Step 3.  – Process Verification:

Ongoing assurance is gained during routine production that the process remains in a state of control.

The goal of the third validation stage is a continual assurance that the process remains in a state of control (the validated state) during commercial manufacture. A system or systems for detecting unplanned departures from the process as designed is essential to accomplish this goal.

Adherence to the CGMP requirements, specifically, the collection and evaluation of information and data about the performance of the process, will allow the detection of undesired process variability. Evaluating the performance of the process identifies problems and determines whether action must be taken to correct, anticipate, and prevent problems so that the process remains in control.

An ongoing program to collect and analyze product and process data that relate to product quality must be established. The data collected should include relevant process trends and quality of incoming materials or components, in-process material, and finished products.

The data should be statistically trended and reviewed by trained personnel.

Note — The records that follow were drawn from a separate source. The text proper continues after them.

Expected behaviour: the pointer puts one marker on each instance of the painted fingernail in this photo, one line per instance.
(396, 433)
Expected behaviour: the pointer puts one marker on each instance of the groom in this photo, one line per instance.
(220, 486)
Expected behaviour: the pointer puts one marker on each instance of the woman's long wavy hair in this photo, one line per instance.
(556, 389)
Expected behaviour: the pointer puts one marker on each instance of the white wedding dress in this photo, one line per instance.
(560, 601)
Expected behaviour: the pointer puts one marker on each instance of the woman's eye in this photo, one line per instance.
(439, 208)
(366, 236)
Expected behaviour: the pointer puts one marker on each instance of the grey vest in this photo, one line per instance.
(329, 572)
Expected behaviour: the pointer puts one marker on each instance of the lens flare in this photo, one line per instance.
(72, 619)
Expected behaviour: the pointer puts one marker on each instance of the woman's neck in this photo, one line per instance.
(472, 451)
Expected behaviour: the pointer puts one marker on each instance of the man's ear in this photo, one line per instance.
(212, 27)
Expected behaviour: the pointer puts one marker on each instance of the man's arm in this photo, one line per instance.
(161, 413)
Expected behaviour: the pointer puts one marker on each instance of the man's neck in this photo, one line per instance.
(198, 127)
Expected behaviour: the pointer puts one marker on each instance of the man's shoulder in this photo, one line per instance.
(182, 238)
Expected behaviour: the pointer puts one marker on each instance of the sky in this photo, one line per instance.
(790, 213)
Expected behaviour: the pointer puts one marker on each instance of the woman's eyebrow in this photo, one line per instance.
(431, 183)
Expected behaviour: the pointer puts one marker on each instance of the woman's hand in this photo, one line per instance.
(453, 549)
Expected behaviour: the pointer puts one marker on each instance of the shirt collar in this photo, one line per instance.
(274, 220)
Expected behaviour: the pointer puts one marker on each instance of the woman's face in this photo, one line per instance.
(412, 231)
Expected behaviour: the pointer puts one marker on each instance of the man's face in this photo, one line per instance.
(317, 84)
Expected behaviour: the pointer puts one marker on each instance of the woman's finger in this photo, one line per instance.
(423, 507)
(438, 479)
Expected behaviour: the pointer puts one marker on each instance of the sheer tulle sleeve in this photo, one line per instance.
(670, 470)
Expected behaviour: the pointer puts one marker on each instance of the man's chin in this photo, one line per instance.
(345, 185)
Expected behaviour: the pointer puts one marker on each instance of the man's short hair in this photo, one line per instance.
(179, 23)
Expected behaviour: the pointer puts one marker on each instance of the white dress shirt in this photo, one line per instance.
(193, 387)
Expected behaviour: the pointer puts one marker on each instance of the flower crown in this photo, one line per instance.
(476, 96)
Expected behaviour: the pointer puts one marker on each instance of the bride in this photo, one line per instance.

The information collected should verify that the quality attributes are being appropriately controlled throughout the process.

It requires a statistician or person with adequate training in statistical process control techniques to develop the data collection plan and statistical methods and procedures used in measuring and evaluating process stability and process capability.  Procedures should describe how trending and calculations are to be performed and should guard against overreaction to individual events as well as against failure to detect unintended process variability.

Production data should be collected to evaluate process stability and capability. The quality unit should review this information. If properly carried out, these efforts can identify variability in the process and/or signal potential process improvements.